I believe in no one.

The feeling is mutual.

6 March 2018

That’s No Drunk, That’s Just a Canadian

Sporting news travels slowly, or at least it does for me since I ignore it. And so, I had no idea that the United States curling team won a gold medal at the Olympic games. I also had no idea that anyone even considered curling to be a real sport; I just thought it was some skating game played by Canadians who were too old and/or too drunk to play hockey.

Joey told me there’s an element or two of truth in that stereotype. The Canadian curlers performed improbably poorly at the Olympics. The stress and disappointment affected Shawn Germain, or did it? The husband of Canadian curler Rachel Homan was spotted quaffing at least four beers before nine in the morning as he watched his country’s team flail in defeat.

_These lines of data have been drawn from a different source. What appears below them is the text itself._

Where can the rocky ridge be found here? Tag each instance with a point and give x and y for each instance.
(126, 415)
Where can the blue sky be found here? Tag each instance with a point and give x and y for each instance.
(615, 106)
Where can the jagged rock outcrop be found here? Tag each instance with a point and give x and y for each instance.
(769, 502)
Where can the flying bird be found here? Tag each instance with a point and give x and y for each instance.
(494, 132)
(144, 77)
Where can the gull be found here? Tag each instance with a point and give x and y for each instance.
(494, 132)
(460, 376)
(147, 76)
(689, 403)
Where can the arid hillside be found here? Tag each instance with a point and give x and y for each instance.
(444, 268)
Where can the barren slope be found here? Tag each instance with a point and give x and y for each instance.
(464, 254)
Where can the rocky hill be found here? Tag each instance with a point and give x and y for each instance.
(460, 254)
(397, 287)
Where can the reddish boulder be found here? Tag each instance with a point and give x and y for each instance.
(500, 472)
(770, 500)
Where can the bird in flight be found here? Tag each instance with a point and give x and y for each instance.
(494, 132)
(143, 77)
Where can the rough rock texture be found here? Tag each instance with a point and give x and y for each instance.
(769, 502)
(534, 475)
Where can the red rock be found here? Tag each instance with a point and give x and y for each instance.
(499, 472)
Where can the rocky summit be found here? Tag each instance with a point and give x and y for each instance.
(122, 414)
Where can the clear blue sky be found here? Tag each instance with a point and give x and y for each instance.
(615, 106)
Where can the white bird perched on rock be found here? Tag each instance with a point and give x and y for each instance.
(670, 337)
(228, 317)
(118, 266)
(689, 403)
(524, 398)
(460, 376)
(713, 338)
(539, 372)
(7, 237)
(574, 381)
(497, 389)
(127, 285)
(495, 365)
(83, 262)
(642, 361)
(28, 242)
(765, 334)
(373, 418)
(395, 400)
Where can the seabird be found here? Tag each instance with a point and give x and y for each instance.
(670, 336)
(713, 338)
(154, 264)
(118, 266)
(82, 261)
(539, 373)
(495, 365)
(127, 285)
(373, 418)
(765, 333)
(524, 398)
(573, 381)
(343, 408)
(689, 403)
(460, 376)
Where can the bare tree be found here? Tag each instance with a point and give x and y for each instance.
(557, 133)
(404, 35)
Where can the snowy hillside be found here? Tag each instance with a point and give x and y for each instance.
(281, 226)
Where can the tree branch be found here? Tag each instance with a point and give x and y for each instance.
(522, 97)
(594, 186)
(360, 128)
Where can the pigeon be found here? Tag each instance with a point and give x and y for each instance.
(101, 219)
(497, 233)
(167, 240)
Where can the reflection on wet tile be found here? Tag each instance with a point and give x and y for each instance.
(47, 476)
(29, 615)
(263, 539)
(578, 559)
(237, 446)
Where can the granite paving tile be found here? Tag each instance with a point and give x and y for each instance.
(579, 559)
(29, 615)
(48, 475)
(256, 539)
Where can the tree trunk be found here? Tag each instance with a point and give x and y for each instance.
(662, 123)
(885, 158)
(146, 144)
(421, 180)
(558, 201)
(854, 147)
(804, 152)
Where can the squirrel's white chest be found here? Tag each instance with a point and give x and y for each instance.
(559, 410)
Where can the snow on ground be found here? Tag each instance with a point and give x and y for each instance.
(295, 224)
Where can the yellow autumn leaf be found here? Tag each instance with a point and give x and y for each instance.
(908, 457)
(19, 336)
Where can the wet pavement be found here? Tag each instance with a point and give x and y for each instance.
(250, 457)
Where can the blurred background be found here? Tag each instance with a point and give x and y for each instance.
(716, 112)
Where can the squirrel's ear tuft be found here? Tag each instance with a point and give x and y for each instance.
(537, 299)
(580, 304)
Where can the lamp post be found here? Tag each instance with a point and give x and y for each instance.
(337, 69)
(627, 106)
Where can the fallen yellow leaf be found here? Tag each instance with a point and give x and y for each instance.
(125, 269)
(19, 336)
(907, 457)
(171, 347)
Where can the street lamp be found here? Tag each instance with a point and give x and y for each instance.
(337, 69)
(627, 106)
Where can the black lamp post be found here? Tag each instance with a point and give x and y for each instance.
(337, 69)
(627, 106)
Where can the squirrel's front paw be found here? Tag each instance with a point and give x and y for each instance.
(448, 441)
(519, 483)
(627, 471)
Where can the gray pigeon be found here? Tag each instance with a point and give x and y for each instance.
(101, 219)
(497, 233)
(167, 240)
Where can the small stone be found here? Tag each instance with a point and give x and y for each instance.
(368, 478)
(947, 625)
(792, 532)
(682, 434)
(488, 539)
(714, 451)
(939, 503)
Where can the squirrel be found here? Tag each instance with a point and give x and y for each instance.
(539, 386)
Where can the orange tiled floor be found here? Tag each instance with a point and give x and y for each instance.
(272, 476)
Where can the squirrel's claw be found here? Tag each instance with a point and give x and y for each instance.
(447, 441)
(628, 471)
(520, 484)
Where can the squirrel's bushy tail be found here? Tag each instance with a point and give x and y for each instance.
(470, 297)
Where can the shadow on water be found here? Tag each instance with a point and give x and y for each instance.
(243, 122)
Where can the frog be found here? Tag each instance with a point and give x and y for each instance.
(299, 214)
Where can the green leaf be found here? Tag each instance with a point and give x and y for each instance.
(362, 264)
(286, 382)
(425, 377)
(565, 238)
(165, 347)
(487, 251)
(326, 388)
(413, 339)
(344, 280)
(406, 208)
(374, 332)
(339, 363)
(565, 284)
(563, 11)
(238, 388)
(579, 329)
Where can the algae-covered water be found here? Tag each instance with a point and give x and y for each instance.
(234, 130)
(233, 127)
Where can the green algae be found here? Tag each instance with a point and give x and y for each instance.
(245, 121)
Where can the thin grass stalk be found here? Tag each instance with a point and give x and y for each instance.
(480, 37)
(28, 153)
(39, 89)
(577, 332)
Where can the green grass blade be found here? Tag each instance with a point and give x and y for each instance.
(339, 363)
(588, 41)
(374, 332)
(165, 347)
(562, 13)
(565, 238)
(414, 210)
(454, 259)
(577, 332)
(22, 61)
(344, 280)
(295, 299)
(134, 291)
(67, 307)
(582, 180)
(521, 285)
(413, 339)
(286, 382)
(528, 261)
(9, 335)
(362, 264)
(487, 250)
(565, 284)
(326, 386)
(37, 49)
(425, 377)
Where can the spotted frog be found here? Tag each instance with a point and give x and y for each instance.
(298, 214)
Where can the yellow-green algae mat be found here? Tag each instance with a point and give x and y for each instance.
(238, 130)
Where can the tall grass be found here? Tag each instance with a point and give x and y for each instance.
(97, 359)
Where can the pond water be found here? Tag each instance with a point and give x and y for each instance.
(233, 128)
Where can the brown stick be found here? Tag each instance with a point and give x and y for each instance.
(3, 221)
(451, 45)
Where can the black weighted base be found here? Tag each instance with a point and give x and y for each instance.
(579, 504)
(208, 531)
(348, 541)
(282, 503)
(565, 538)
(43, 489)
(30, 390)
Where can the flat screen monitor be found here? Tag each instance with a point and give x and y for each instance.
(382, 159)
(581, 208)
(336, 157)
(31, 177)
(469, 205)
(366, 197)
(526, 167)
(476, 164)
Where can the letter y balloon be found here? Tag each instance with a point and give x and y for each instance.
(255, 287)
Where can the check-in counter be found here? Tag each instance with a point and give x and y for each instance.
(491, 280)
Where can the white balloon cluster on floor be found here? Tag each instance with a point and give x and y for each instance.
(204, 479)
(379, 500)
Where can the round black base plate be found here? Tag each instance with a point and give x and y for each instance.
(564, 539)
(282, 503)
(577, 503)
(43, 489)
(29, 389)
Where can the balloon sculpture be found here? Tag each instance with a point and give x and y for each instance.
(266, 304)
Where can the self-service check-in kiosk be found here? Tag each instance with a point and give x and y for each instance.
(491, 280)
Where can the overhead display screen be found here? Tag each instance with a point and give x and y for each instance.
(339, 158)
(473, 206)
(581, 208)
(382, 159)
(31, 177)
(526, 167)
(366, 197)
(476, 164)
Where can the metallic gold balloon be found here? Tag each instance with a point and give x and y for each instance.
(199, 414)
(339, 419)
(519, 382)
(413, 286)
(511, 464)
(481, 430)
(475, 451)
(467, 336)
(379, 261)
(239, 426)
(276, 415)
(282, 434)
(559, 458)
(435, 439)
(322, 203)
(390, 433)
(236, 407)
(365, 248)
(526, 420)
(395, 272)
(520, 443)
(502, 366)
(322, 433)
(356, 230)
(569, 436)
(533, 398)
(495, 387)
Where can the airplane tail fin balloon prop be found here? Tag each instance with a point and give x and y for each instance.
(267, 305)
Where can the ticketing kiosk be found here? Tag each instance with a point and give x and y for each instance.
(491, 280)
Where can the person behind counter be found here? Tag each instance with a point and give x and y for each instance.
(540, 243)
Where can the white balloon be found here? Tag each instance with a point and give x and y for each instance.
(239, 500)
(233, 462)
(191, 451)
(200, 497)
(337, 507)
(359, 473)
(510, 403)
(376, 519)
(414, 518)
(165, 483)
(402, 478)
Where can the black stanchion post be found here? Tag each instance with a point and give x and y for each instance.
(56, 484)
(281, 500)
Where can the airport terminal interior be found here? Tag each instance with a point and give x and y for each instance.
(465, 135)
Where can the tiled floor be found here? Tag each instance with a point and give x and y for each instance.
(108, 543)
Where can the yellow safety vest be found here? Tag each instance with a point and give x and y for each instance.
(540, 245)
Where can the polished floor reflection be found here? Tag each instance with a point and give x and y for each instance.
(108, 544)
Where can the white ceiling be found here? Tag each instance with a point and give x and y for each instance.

Germain protested that the photographs showing him with a beer in each hand were misleading, eh?

“I’m not a drunk,” he insisted, “I’m just Canadian.”

Why oh why oh why is there no Olympic beer drinking competition?

7 March 2018

Louder and Faster Silence

After seeing my piece, Noise After Silence (Diptych), CR told me that his partner was the vocalist in the musical ensemble, Savage Towels. The group performed John Cage’s 4’33” [of Silence] with legal impunity. That may be because they played a punk version of it: fifteen seconds long and much, much louder.

Gabba gabba hey!

8 March 2018

International Women’s Day

Katia is always kvetching about something; today it’s International Women’s Day.

“What could possibly be wrong with International Women’s Day unless you’re a sexist pigdog?” I asked.

“It’s too elitist,” she protested, “I feel left out.”

“Left out?” I continued, “You don’t have a Y chromosome you failed to mention before, do you?”

“I’m talking about the name, International Women’s Day,” she explained. “I’ve never been outside the United States, so I’m not an international woman.”

That’s another good example—not that I needed another—of why I eschew definitions.

9 March 2018

Zombie Slug

Michelle turned up her nose at the cheesy abomination I concocted.

“My body is a temple,” she sniffed.

(Where’s Cartman when I have to deal with hippies?)

“My body is an amusement park,” I replied.

“It really is true that you are what you eat,” she countered. I was disconcerted to find myself in rare agreement with her.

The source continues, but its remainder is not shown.